Updated

America’s public schools have been blamed for a lot of the nation’s problems over the years, but the new documentary “Waiting For Superman” adds a new and shocking charge.

After recounting the dismal performance of an inner-city high school, the speaker, an aggressive promoter of charter schools, looks into the camera and proclaims, “This is the damage that this school has done to this neighborhood.” Let’s be perfectly clear, schools reflect the health and vitality of the communities they serve. Claiming that bad schools cause bad communities is an Orwellian twist of logic that boggles the mind.

Don’t get me wrong, as a businessman who spent the last twenty years working to increase student success, I applaud any constructive attempt to restructure our schools; the prevailing system was designed two hundred years ago to select and sort young people for a society that no longer exists. It must be changed.

But using statistics out of context, making false comparisons, and reporting test results in the worst possible light is definitely not a constructive path to progress. It’s practicing school bashing as a blood sport.

Rather than tackle the core problems of a system designed to leave children behind, today’s critics have launched a campaign to annihilate the emotional and intellectual ties that bind the American people to their public schools. And it’s working.

Ten years ago, I would have bet good money that we would never see national education standards. Now it appears that the imposition of standards—whether through extortion or edict—is a given.

In a direct attack on local control, high-profile CEOs call for the creation of seventy super-districts: one per state, and twenty for the largest cities. This unprecedented shift of power from the community to a centralized policy elite is not only anti-democratic, it ignores one of the cardinal truths of school governance: the farther the decision-maker is from the child, the dumber the decision gets.

To those who claim that the world has become too complex for local governance, I argue that the quintessential American thing to do is to inform the people, not strip them of their control.
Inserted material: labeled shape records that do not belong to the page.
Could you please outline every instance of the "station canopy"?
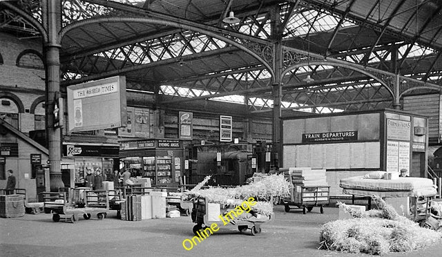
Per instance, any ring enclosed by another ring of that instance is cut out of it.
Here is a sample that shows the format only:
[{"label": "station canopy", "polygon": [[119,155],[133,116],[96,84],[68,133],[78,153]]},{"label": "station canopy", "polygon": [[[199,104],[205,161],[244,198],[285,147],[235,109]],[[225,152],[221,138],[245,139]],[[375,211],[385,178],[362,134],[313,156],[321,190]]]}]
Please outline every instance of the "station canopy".
[{"label": "station canopy", "polygon": [[[293,115],[391,108],[394,84],[402,96],[442,85],[440,0],[60,2],[62,87],[123,75],[160,107],[217,100],[270,115],[280,82]],[[41,22],[41,1],[4,3],[0,31],[41,37],[17,10]]]}]

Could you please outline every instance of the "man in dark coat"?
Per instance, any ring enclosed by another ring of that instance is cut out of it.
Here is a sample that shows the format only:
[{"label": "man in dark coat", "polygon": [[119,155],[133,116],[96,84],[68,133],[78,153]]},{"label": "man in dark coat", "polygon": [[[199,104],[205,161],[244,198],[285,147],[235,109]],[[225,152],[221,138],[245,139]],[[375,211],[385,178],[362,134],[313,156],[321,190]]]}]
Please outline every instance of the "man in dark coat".
[{"label": "man in dark coat", "polygon": [[15,177],[12,173],[14,173],[12,170],[10,169],[8,171],[8,182],[6,182],[6,188],[5,189],[6,189],[6,194],[8,195],[14,193],[14,189],[15,189]]},{"label": "man in dark coat", "polygon": [[92,173],[90,169],[88,169],[88,175],[86,175],[86,186],[93,190],[94,187],[94,174]]},{"label": "man in dark coat", "polygon": [[100,190],[103,189],[103,176],[99,170],[95,171],[95,176],[94,177],[94,190]]}]

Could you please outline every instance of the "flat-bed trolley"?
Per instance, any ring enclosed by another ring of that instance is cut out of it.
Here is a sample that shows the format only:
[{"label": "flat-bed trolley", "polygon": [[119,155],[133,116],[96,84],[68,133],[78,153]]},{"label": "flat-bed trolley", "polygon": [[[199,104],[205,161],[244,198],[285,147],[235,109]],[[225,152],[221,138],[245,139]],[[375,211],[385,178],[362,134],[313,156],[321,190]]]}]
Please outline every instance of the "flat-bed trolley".
[{"label": "flat-bed trolley", "polygon": [[284,209],[290,211],[290,205],[295,205],[302,209],[302,213],[311,211],[314,207],[319,207],[321,213],[324,213],[324,205],[329,202],[330,187],[306,187],[294,184],[290,189],[290,198],[282,198]]},{"label": "flat-bed trolley", "polygon": [[[218,227],[224,225],[224,222],[219,218],[219,216],[225,215],[229,211],[235,209],[236,207],[236,205],[209,202],[205,198],[200,197],[193,199],[193,204],[192,221],[196,223],[193,226],[193,231],[197,236],[197,232],[202,229],[204,230],[206,227],[210,227],[213,223],[217,224]],[[240,233],[250,230],[253,236],[261,233],[261,224],[273,219],[273,215],[259,214],[253,211],[249,213],[244,211],[244,213],[238,216],[232,216],[231,217],[232,218],[228,220],[229,225],[238,226],[238,229]]]},{"label": "flat-bed trolley", "polygon": [[[69,199],[66,192],[44,192],[45,213],[52,214],[52,220],[59,222],[64,218],[75,223],[82,215],[85,220],[97,216],[98,220],[104,219],[109,210],[108,191],[85,191],[85,207],[75,207],[75,202]],[[69,195],[69,196],[68,196]]]}]

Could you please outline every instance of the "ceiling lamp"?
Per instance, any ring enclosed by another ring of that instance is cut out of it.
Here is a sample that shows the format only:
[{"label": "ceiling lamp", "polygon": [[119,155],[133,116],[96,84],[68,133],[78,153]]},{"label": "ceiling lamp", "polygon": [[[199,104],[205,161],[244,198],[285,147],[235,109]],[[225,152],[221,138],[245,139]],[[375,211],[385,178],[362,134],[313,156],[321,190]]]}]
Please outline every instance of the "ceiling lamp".
[{"label": "ceiling lamp", "polygon": [[302,81],[307,83],[310,83],[314,82],[315,80],[312,79],[309,75],[307,75],[307,77],[305,79],[302,79]]},{"label": "ceiling lamp", "polygon": [[240,22],[240,19],[235,17],[233,11],[230,11],[229,12],[229,17],[224,18],[222,21],[229,24],[233,24]]}]

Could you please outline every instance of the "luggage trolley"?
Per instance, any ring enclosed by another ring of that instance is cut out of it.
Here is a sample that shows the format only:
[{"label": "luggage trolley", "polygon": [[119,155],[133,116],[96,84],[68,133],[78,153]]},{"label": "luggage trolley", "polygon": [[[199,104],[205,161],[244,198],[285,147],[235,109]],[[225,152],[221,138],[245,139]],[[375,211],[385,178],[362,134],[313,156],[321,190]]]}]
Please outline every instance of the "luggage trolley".
[{"label": "luggage trolley", "polygon": [[[197,232],[205,227],[209,227],[213,223],[216,223],[219,226],[223,225],[222,220],[220,220],[219,216],[233,209],[236,206],[225,206],[223,204],[209,202],[204,198],[194,198],[193,200],[192,221],[196,223],[193,226],[193,234],[198,236]],[[244,216],[242,217],[242,216]],[[244,233],[248,229],[253,236],[257,236],[261,233],[261,224],[266,221],[272,220],[274,218],[273,215],[262,215],[251,211],[248,216],[246,213],[242,214],[235,219],[231,220],[229,225],[238,226],[238,229],[240,233]]]},{"label": "luggage trolley", "polygon": [[290,199],[282,198],[284,209],[290,211],[290,205],[295,205],[298,208],[302,208],[302,213],[306,211],[311,211],[314,207],[318,206],[321,213],[324,213],[324,205],[328,204],[329,201],[330,187],[305,187],[294,184],[290,189]]},{"label": "luggage trolley", "polygon": [[[59,222],[64,218],[75,223],[79,215],[83,215],[85,220],[88,220],[93,215],[96,215],[98,220],[106,218],[109,209],[109,196],[107,191],[86,191],[84,207],[75,207],[75,202],[72,199],[68,200],[66,192],[43,192],[45,213],[52,214],[52,220]],[[70,194],[71,198],[73,193]]]}]

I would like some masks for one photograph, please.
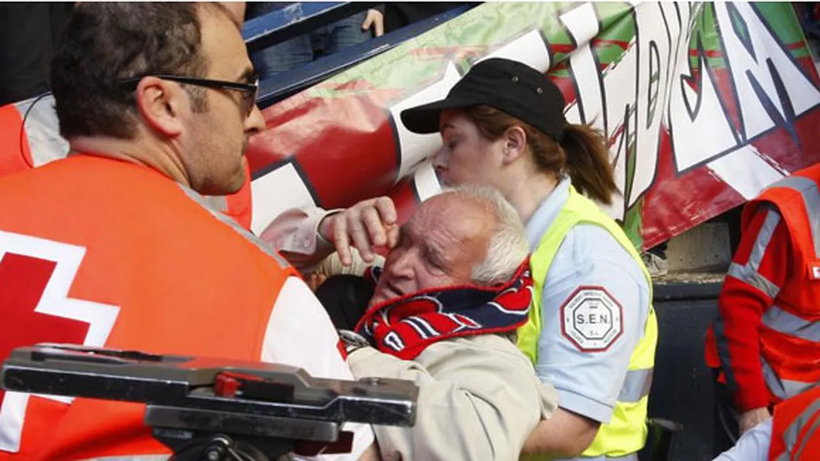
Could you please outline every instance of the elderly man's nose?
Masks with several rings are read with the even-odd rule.
[[[432,164],[433,168],[444,168],[447,166],[447,147],[442,146],[433,154]]]
[[[412,272],[412,252],[402,251],[392,258],[390,271],[392,275],[399,277],[411,277]]]

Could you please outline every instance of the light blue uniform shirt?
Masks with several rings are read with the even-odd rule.
[[[772,420],[768,419],[746,431],[735,446],[718,454],[714,461],[767,461],[772,444]]]
[[[564,177],[527,222],[531,251],[538,246],[566,203],[569,186],[569,178]],[[563,306],[573,305],[571,301],[581,287],[605,291],[603,296],[621,306],[621,334],[604,341],[605,347],[579,344],[567,334],[572,327],[562,328],[562,310],[572,314],[571,309]],[[609,422],[630,357],[644,334],[650,301],[649,287],[640,268],[606,229],[594,224],[578,224],[570,229],[544,282],[543,330],[535,364],[541,380],[551,382],[558,391],[561,408],[604,423]],[[602,350],[585,350],[590,348]]]

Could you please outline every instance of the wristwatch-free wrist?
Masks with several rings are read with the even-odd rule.
[[[339,330],[339,337],[344,343],[344,350],[348,355],[358,349],[370,346],[363,336],[350,330]]]

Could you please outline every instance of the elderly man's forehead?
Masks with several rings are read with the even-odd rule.
[[[407,225],[418,228],[415,230],[419,233],[442,229],[471,234],[489,229],[494,220],[490,210],[476,200],[445,192],[422,202]]]

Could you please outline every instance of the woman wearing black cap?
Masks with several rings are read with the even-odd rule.
[[[560,90],[520,62],[475,65],[442,101],[408,109],[408,129],[440,133],[433,165],[444,185],[499,189],[526,224],[535,293],[519,349],[560,409],[525,446],[550,459],[636,460],[657,322],[649,275],[620,227],[586,198],[617,192],[605,139],[567,122]],[[398,240],[396,212],[371,199],[312,224],[349,264],[350,242],[371,261],[371,245]]]
[[[561,409],[525,452],[637,459],[657,343],[651,282],[621,228],[581,195],[609,204],[617,192],[604,138],[563,108],[541,72],[489,59],[401,118],[441,133],[433,165],[445,185],[493,186],[526,223],[536,293],[518,346]]]

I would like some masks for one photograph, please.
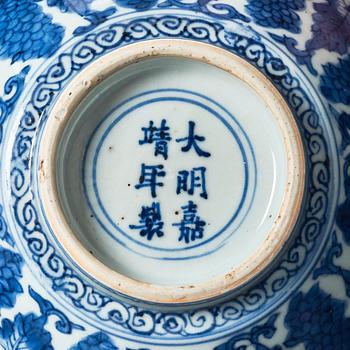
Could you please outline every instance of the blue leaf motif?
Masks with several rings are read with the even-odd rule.
[[[47,0],[47,5],[58,7],[62,12],[84,14],[93,0]]]
[[[64,28],[52,23],[31,0],[3,0],[0,7],[0,57],[12,62],[50,57],[58,49]]]
[[[13,307],[17,294],[23,292],[18,282],[22,277],[22,264],[20,255],[0,247],[0,309]]]
[[[350,40],[350,39],[349,39]],[[337,64],[323,66],[321,91],[331,102],[350,104],[350,55],[340,59]]]
[[[345,303],[318,284],[293,296],[284,323],[288,329],[284,345],[288,348],[303,344],[306,350],[349,349],[350,318],[345,317]]]
[[[282,350],[279,345],[269,347],[263,345],[261,341],[262,338],[271,339],[275,335],[277,330],[275,326],[277,316],[278,314],[271,315],[264,324],[251,328],[249,332],[238,333],[226,343],[214,348],[214,350],[243,350],[248,348],[257,350]],[[242,341],[246,345],[241,346]]]
[[[4,350],[53,350],[51,334],[44,329],[46,317],[18,313],[14,321],[5,318],[0,327],[0,345]]]
[[[84,338],[70,350],[118,350],[118,348],[108,335],[97,332]]]
[[[155,6],[158,0],[114,0],[119,6],[135,10],[148,10]]]
[[[263,27],[300,33],[300,17],[296,11],[305,8],[305,0],[250,0],[246,7],[254,21]]]
[[[55,315],[59,318],[59,320],[55,323],[55,326],[61,333],[70,334],[72,333],[73,329],[84,329],[84,327],[69,321],[68,317],[63,312],[57,310],[52,303],[40,296],[31,287],[29,287],[29,294],[38,303],[42,315],[44,315],[46,318],[51,315]]]

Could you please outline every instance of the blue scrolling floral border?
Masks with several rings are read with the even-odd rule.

And that’s what we must do.

We must initiate and maintain a positive, ongoing discussion between educators and the people of the communities they serve. I call the process The Great Conversation. The action steps require no new money; they can be implemented with existing personnel.

The hallmark of The Great Conversation is its change in venue: it takes place on the community’s turf at the community’s convenience. We can no longer afford to invite the public into the school for “important” meetings only to attract the same twelve people and the one weirdo who always shows up. We must go deep into the fabric of the local community. We must heal the damage caused by years of viral negativity, and, at the same time, increase community support for our schools. The Great Conversation is designed to help us accomplish these goals, and now is the time to act.

Pernicious social trends, a struggling economy, and cheap shots from Hollywood notwithstanding, conditions are finally right for educators and the people of their communities—with and without children in school—to join together in common purpose to create schools that unfold the full potential of every child. Not just because it’s right, but because it’s necessary.

Public education has never been more important, and this is its most hopeful time.